Exile!  The word tolled in Ethan’s head as he shuffled forward in line.  His arms ached from pulling the small handcart which contained all his possessions.  Two shirts, two pairs of pants, one coat, four days worth of food, a hoe blade, pick axe blade, one pair of boots, seeds, two wineskins and a small fishing net.  Strapped to his waist a small, sharp eating knife and an old, but well kept, sword which had been handed down through three generations, since the day that his great grandfather had mustered out of the King’s guards to become a farmer.  Scant to take with him as he left behind family, friends, a farm.  He didn’t look up, none of the exiles did, all just shuffled forward in silence to the distant blue glow of the gate, of the sundering from this world and reality to the unknown.

Behind him Ethan heard the occasional cough and clanging of chains.  He didn’t turn around, who wanted to see the unfortunate soul that was being sent into exile without even the scant few possessions he had.  Another cough from behind him and a bit of red tinged spittle landed on the ground to the side.  

“So, why are you being sent into exile?”

The voice came from behind.  She sounded tired and in pain.  Ethan turned in surprise at somebody talking in the line.  Nobody talked in the line; everyone was too busy contemplating their loss and fear for the future.  He looked at the woman, her thinness that of exercise and muscle, not the starvation of most of their fellow exiles.  Her face was swollen and bruised, her lip cracked and her nose bent at an odd angle.  The lower part of her face was covered in dried blood, which had coated the front of her dirty grey shift.  Her legs, arms and feet were bare, except for the shackles that made walking difficult and prevented her from raising her hands above higher than her waist.  The shackles rubbed the skin raw around wrists and ankles, blood crusted and pooled around them, occasionally dripping onto the ground.  Dirty, blood encrusted, badly cropped, black hair did little to improve the picture.

“Do you think they’ll take these off me when we get to the gate, before they push me into exile?  Or am I to be a gift to whatever’s on the other side?”  She spoke conversationally, but Ethan detected real fear in her voice.  Sent through like that, with no means to defend herself, and unable to run away, it would not be long before she ended up on her back, the plaything of whoever claimed her.

“I think so.  They once made me spend a day at the gate as a witness.  I saw those guards removing shackles from some of the prisoners they sent through.  I suppose it all depends on why you were shackled.  You didn’t kill anyone, did you?”

“No, though I wish I had.  I just kicked one of the local Holy Prefects in the balls, to make him keep his hands off my younger sister.  I kicked him hard; maybe he will never be able to bother young girls again!  His guards returned the kick with interest.”

She winced as she coughed and spat out some more of the blood specked spittle.  “It’s not that bad, its just blood from the broken teeth in my mouth, they didn’t break anything inside, I think. So what’s your story?

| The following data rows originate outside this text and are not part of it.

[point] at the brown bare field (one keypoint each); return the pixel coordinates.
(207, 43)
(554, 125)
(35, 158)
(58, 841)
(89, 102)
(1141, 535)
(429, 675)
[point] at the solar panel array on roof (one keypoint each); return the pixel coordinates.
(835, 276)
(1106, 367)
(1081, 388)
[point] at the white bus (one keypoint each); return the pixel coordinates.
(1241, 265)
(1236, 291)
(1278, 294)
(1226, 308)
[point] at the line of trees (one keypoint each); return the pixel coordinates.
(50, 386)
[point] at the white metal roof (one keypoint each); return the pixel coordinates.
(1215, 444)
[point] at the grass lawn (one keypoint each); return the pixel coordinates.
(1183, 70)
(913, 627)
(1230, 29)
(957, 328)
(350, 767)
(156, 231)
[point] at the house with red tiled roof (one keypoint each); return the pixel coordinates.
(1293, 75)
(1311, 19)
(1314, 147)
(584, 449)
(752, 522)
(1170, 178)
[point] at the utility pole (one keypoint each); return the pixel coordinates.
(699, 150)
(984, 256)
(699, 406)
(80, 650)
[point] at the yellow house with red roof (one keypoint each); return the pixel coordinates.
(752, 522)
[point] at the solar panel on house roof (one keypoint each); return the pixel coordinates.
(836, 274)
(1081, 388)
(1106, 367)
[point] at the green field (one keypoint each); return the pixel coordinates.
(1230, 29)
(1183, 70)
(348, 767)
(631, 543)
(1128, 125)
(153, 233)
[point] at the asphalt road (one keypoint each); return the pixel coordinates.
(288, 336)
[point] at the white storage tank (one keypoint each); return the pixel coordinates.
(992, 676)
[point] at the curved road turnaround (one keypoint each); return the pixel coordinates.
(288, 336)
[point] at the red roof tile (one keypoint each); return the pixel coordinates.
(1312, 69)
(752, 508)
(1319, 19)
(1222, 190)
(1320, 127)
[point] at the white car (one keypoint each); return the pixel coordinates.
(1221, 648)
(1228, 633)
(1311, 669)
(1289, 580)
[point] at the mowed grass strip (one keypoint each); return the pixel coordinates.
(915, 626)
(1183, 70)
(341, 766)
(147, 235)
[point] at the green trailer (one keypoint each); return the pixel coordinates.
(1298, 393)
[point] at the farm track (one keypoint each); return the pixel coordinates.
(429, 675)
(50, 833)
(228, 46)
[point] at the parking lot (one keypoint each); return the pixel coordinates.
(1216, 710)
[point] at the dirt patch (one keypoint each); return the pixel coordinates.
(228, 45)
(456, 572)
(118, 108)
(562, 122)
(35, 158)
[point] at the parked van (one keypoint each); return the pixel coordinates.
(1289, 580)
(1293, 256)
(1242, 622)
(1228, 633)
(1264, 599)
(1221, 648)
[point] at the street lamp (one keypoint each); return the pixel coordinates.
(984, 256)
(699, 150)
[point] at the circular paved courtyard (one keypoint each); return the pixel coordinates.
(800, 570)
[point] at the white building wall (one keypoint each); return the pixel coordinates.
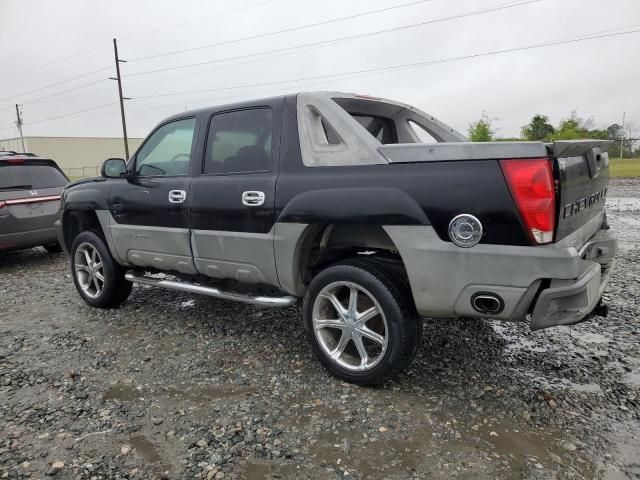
(74, 154)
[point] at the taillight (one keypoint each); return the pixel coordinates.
(532, 188)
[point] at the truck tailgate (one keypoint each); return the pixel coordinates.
(583, 174)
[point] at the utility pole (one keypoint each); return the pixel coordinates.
(19, 124)
(624, 114)
(122, 99)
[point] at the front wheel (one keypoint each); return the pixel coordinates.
(360, 323)
(98, 278)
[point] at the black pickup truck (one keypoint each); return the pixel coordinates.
(374, 213)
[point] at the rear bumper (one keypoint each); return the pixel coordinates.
(34, 238)
(566, 302)
(548, 286)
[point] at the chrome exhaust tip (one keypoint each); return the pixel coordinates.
(487, 303)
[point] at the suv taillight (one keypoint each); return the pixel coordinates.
(532, 188)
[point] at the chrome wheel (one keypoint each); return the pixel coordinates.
(89, 270)
(350, 326)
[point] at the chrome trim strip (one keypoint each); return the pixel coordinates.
(263, 301)
(17, 201)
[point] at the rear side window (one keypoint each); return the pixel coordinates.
(421, 133)
(23, 177)
(239, 142)
(168, 150)
(381, 128)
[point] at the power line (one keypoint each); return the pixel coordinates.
(55, 84)
(401, 66)
(339, 39)
(71, 113)
(84, 85)
(103, 45)
(285, 30)
(293, 49)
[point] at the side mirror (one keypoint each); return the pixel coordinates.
(114, 168)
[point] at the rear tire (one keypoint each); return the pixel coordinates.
(368, 339)
(53, 247)
(98, 278)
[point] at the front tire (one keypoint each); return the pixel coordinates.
(360, 323)
(98, 278)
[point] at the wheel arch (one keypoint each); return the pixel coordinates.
(319, 245)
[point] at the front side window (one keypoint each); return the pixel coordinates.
(168, 151)
(239, 142)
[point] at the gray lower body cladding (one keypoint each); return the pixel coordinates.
(557, 284)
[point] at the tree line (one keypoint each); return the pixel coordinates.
(571, 128)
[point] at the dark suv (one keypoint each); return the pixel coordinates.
(30, 189)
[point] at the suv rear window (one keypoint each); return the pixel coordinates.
(30, 177)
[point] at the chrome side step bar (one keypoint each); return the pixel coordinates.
(263, 301)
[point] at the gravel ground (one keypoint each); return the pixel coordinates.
(181, 386)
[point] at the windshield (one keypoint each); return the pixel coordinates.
(22, 177)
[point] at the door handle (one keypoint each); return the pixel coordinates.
(177, 196)
(253, 199)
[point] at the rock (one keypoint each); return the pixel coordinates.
(55, 468)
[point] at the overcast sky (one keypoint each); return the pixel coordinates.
(44, 42)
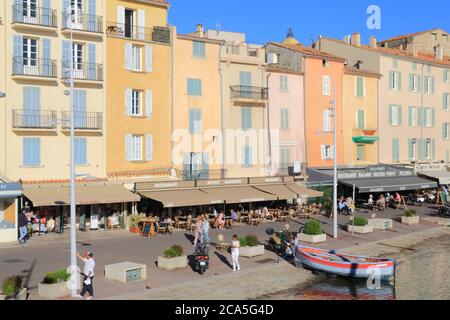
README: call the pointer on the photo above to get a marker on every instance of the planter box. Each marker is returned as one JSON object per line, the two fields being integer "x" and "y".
{"x": 172, "y": 263}
{"x": 381, "y": 224}
{"x": 54, "y": 291}
{"x": 126, "y": 272}
{"x": 250, "y": 252}
{"x": 312, "y": 239}
{"x": 410, "y": 220}
{"x": 359, "y": 229}
{"x": 22, "y": 295}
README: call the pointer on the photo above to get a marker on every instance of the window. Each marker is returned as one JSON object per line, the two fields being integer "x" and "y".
{"x": 327, "y": 120}
{"x": 395, "y": 81}
{"x": 136, "y": 103}
{"x": 284, "y": 117}
{"x": 284, "y": 86}
{"x": 284, "y": 157}
{"x": 80, "y": 151}
{"x": 395, "y": 115}
{"x": 31, "y": 152}
{"x": 326, "y": 86}
{"x": 246, "y": 118}
{"x": 195, "y": 121}
{"x": 327, "y": 152}
{"x": 360, "y": 87}
{"x": 446, "y": 101}
{"x": 194, "y": 87}
{"x": 247, "y": 156}
{"x": 198, "y": 49}
{"x": 445, "y": 131}
{"x": 29, "y": 52}
{"x": 361, "y": 118}
{"x": 134, "y": 147}
{"x": 359, "y": 152}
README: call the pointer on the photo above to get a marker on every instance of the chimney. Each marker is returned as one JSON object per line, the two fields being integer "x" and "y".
{"x": 439, "y": 53}
{"x": 199, "y": 30}
{"x": 373, "y": 42}
{"x": 356, "y": 39}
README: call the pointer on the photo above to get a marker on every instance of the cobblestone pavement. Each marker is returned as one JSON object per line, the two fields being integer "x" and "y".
{"x": 51, "y": 252}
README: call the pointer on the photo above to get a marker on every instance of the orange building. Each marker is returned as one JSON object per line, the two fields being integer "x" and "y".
{"x": 323, "y": 76}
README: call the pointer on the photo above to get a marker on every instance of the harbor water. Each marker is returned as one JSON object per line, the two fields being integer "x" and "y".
{"x": 422, "y": 274}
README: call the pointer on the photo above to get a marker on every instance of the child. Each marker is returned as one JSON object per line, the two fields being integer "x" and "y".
{"x": 235, "y": 245}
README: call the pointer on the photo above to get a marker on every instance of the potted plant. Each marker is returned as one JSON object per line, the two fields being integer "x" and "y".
{"x": 172, "y": 259}
{"x": 55, "y": 285}
{"x": 134, "y": 223}
{"x": 312, "y": 233}
{"x": 359, "y": 225}
{"x": 410, "y": 217}
{"x": 12, "y": 289}
{"x": 250, "y": 247}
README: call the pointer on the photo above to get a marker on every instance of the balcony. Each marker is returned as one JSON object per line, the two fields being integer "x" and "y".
{"x": 82, "y": 23}
{"x": 34, "y": 119}
{"x": 84, "y": 121}
{"x": 249, "y": 95}
{"x": 84, "y": 71}
{"x": 33, "y": 17}
{"x": 23, "y": 67}
{"x": 155, "y": 34}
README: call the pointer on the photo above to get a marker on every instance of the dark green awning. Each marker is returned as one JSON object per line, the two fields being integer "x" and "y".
{"x": 366, "y": 139}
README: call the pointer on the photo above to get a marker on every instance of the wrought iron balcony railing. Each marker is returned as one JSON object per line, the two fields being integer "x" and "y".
{"x": 82, "y": 21}
{"x": 83, "y": 71}
{"x": 25, "y": 66}
{"x": 34, "y": 15}
{"x": 83, "y": 120}
{"x": 248, "y": 92}
{"x": 155, "y": 34}
{"x": 34, "y": 119}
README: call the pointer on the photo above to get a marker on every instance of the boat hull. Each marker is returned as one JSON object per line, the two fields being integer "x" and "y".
{"x": 332, "y": 263}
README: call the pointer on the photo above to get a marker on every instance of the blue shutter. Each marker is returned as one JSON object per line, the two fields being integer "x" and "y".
{"x": 66, "y": 56}
{"x": 46, "y": 13}
{"x": 17, "y": 54}
{"x": 92, "y": 10}
{"x": 92, "y": 63}
{"x": 46, "y": 58}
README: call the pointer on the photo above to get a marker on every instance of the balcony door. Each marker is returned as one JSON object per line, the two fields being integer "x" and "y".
{"x": 29, "y": 54}
{"x": 29, "y": 8}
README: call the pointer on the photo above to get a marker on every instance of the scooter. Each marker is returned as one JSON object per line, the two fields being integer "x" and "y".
{"x": 201, "y": 254}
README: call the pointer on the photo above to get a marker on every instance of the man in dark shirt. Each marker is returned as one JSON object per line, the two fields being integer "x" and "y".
{"x": 22, "y": 223}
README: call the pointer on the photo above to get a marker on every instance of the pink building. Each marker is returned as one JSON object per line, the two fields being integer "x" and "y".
{"x": 286, "y": 118}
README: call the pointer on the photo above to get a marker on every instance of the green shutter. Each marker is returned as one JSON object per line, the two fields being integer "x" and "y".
{"x": 395, "y": 150}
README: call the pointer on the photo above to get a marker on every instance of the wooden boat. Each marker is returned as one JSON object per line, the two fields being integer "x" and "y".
{"x": 344, "y": 265}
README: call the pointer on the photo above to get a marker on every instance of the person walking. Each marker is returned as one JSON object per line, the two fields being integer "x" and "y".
{"x": 235, "y": 245}
{"x": 22, "y": 223}
{"x": 88, "y": 273}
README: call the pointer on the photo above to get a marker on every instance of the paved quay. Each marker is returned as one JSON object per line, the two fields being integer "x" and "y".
{"x": 51, "y": 252}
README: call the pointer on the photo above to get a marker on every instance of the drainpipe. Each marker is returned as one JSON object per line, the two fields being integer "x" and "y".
{"x": 222, "y": 128}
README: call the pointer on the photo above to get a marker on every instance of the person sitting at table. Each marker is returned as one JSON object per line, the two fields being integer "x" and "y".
{"x": 219, "y": 222}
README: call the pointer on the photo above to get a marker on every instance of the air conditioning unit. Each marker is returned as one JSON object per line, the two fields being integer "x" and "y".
{"x": 272, "y": 58}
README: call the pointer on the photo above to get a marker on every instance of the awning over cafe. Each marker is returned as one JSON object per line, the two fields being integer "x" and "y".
{"x": 390, "y": 184}
{"x": 182, "y": 197}
{"x": 240, "y": 194}
{"x": 441, "y": 176}
{"x": 44, "y": 196}
{"x": 301, "y": 190}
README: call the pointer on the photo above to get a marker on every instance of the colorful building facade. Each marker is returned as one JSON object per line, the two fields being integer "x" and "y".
{"x": 197, "y": 150}
{"x": 138, "y": 73}
{"x": 35, "y": 68}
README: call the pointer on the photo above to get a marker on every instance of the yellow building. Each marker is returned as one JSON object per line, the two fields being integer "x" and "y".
{"x": 360, "y": 119}
{"x": 138, "y": 76}
{"x": 35, "y": 67}
{"x": 196, "y": 108}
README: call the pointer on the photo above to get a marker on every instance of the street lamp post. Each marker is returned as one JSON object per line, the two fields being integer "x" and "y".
{"x": 73, "y": 212}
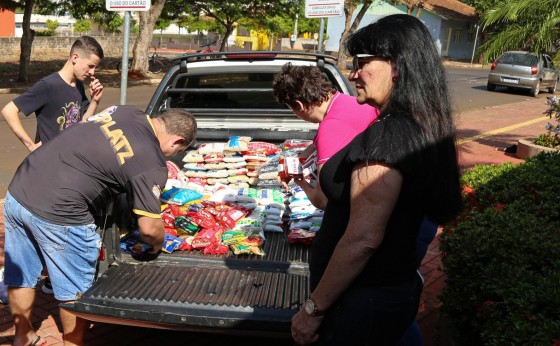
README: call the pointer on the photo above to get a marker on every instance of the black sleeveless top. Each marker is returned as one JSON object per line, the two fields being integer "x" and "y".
{"x": 394, "y": 140}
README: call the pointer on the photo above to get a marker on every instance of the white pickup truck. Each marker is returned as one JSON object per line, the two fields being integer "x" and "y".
{"x": 230, "y": 94}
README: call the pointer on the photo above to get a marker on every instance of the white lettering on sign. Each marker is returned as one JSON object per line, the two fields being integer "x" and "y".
{"x": 324, "y": 8}
{"x": 127, "y": 5}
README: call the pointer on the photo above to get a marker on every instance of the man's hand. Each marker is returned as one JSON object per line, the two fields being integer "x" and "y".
{"x": 34, "y": 146}
{"x": 95, "y": 89}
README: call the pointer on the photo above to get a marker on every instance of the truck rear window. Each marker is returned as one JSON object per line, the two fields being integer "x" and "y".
{"x": 522, "y": 59}
{"x": 225, "y": 90}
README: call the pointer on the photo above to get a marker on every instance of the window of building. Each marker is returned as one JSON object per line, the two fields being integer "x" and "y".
{"x": 457, "y": 36}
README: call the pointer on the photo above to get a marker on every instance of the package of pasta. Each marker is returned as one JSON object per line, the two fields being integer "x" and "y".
{"x": 192, "y": 156}
{"x": 261, "y": 148}
{"x": 180, "y": 196}
{"x": 211, "y": 148}
{"x": 208, "y": 236}
{"x": 214, "y": 158}
{"x": 131, "y": 244}
{"x": 271, "y": 197}
{"x": 297, "y": 143}
{"x": 301, "y": 236}
{"x": 238, "y": 143}
{"x": 171, "y": 243}
{"x": 172, "y": 170}
{"x": 186, "y": 225}
{"x": 233, "y": 236}
{"x": 230, "y": 217}
{"x": 168, "y": 219}
{"x": 186, "y": 245}
{"x": 202, "y": 218}
{"x": 242, "y": 249}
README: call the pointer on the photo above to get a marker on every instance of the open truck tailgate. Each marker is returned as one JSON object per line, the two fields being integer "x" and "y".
{"x": 191, "y": 291}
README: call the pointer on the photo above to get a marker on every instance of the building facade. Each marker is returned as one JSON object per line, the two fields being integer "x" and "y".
{"x": 453, "y": 25}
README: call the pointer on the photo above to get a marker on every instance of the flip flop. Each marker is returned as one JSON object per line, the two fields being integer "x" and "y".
{"x": 39, "y": 342}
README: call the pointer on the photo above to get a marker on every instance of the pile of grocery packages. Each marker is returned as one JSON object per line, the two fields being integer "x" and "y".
{"x": 227, "y": 195}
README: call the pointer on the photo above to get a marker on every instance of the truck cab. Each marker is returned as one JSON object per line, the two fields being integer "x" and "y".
{"x": 230, "y": 93}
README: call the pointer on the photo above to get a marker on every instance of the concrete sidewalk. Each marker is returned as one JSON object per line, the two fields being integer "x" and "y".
{"x": 489, "y": 132}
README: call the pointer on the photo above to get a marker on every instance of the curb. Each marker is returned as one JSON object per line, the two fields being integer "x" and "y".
{"x": 152, "y": 81}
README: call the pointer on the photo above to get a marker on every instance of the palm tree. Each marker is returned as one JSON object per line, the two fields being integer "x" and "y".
{"x": 532, "y": 25}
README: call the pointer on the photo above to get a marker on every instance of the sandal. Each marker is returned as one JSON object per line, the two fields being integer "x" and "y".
{"x": 39, "y": 342}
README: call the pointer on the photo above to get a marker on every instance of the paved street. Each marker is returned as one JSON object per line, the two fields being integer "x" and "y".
{"x": 485, "y": 131}
{"x": 482, "y": 132}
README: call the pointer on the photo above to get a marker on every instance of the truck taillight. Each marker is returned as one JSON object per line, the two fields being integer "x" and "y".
{"x": 534, "y": 70}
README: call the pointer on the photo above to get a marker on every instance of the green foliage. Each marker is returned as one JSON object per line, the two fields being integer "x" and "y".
{"x": 44, "y": 32}
{"x": 532, "y": 25}
{"x": 482, "y": 6}
{"x": 162, "y": 23}
{"x": 52, "y": 24}
{"x": 501, "y": 257}
{"x": 82, "y": 25}
{"x": 551, "y": 138}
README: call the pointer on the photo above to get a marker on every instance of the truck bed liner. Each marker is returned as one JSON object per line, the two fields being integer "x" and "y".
{"x": 189, "y": 290}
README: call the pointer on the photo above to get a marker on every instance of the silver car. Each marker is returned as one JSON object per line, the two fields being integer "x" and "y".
{"x": 524, "y": 70}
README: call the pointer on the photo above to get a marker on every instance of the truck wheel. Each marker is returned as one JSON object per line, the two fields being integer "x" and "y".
{"x": 535, "y": 90}
{"x": 552, "y": 89}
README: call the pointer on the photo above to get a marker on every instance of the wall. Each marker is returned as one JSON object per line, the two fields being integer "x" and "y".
{"x": 47, "y": 48}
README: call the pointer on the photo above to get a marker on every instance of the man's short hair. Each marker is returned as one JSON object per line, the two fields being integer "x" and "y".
{"x": 88, "y": 45}
{"x": 179, "y": 122}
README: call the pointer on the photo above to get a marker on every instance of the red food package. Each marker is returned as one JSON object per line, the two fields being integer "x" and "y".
{"x": 177, "y": 210}
{"x": 168, "y": 220}
{"x": 229, "y": 217}
{"x": 207, "y": 237}
{"x": 202, "y": 218}
{"x": 216, "y": 249}
{"x": 170, "y": 231}
{"x": 261, "y": 148}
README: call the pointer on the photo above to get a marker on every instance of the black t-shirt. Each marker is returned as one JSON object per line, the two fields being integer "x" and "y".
{"x": 71, "y": 179}
{"x": 57, "y": 105}
{"x": 393, "y": 140}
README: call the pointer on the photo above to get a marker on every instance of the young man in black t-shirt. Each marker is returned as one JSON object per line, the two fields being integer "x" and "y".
{"x": 59, "y": 100}
{"x": 56, "y": 191}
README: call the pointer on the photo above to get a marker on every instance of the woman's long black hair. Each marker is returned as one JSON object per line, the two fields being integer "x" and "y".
{"x": 421, "y": 92}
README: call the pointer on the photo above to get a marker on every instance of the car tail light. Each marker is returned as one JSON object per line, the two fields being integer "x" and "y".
{"x": 534, "y": 69}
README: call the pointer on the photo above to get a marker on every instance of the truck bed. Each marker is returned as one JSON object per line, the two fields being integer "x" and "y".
{"x": 187, "y": 290}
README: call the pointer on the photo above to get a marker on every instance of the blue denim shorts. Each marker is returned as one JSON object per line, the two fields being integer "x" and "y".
{"x": 69, "y": 253}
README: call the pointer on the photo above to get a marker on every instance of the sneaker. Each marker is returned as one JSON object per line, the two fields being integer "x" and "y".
{"x": 47, "y": 287}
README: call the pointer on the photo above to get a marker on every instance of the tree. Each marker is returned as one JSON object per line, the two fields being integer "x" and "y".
{"x": 162, "y": 24}
{"x": 27, "y": 37}
{"x": 228, "y": 13}
{"x": 147, "y": 21}
{"x": 412, "y": 4}
{"x": 52, "y": 24}
{"x": 350, "y": 26}
{"x": 82, "y": 25}
{"x": 532, "y": 25}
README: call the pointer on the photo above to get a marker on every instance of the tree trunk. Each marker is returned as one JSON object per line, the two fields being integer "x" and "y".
{"x": 349, "y": 28}
{"x": 229, "y": 30}
{"x": 147, "y": 21}
{"x": 26, "y": 43}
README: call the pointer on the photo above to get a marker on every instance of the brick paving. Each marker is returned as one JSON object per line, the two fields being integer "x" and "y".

Which of their holy rules did you break?”

“I laughed”

He looked at her incredulous look, and gave a wry smile.

“A big price to pay for a bit of mirth is it not?  I laughed while the Holy Prefect was holding forth, sermonising on the perfection of self through devotion and sacrifice.  I heard someone behind me remark that the Holy Prefect was obviously intending to make a fat sacrifice of self someday.  I laughed, I couldn’t help it.  There I was surrounded by farmers, grocers, merchants, all starving and emaciated from having their own produce taken to be redistributed by the temple, and the fat Holy Prefect did look like one of those choice, fat cows that they like to offer up twelve times a day!”

The blue glow neared, the air held a strange smell, a mix of offal and the sea.  It was too far from the docks and ocean here, and the Holy Prefects allowed no offal or excrement in the cities.  Woe betide the sick man that could not control himself until he got to the pits dug outside the walls!  Most likely he would end up in this line, trudging into exile for his high crime!  He shuffled forward, his hand cart dragging behind him, the woman behind him coughing and wincing as she stumbled forward in her shackles.  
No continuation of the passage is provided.